Tips For Helping Your Employees, over the past 18 months, the covid-19 pandemic has created a world of uncertainty as it is hard to predict when the pandemic will end and when things such as lockdowns and social distancing will become a thing of the past.
Feeling secure, safe, and happy is a vital human need and desire. Here are some tips that aim to help your employees feel secure during periods of uncertainty.
Tips For Helping Your Employees: Normalise Feelings In The Workplace
People often have expectations of what their emotions should or shouldn’t be. It is important to accept that humans feel a broad range of different emotions and whatever a person is feeling it is okay as different life situations bring out different emotions in different types of people.
In many cases when we place expectations on how our emotions should or shouldn’t be there, or we try to pretend they are not there, we start to place a screen between our true self and the one we present to each other. This screen not only interferes with our communication, but it takes up a great amount of our energy and can be very tiring.
Our emotions will in most cases pass through us quicker if we allow them the space to be. Normalising the expression of them, the range of them, and having conversations about how we are feeling is part of allowing ourselves to be human in a complex world. Role model how comfortable you are with this conversation by expressing your own feelings, for example, “I’m feeling this emotion today. How are you feeling?”
By doing this you will begin to get a more transparent, open, and honest perspective on how people are feeling, and that is so important to you as a leader. Making room to ask “how are you?” and then double-clicking into “so, really how are you?” is a simple way to show empathy and connection and will result in deeper levels of trust.
Tips For Helping Your Employees: Prepare For Uncertainty, As Opposed To Preparing For Certainty
A common misconception about feeling secure is that we should pretend that everything is OK when we don’t know that it will be; clear when everything is not clear; controllable when everything is not controllable.
Generally speaking most people look to leaders to provide security, but given the uncertainty, it is important to include a healthy amount of transparency to what we can and what we can’t control. For example, we may want to provide a plan of action on something, however due to the changing states of play, we might need to remind people that the plan is dependent on x, y, z. We should also try our best to ensure people in your organization that you have back-up plans should the state change, providing security to people that we are preparing for uncertainty, rather than preparing for certainty.

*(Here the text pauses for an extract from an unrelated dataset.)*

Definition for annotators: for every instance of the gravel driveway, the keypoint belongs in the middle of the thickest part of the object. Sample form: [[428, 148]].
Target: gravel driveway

Tips For Helping Your Employees: Create Courageous Conversations
When humans choose to approach important and sensitive conversations with courage and kindness, we allow for deep connection, trust and joy. In small businesses, the working team are implicitly connected and reliant on each other. Spending time focusing on the “real” conversations means that we must at times be able to bring elephants into the room rather than allow for us to have our head in the sand. Allowing politeness on the surface but frustrations under the radar makes for difficulty. Uncertainty demands that we are capable of having challenging conversations safely. This is a learnable skill and one that leaders have a responsibility to develop.
Our performance as a business relies on how we work collectively. Our strategy for surviving uncertainty must focus on how we help our people feel secure.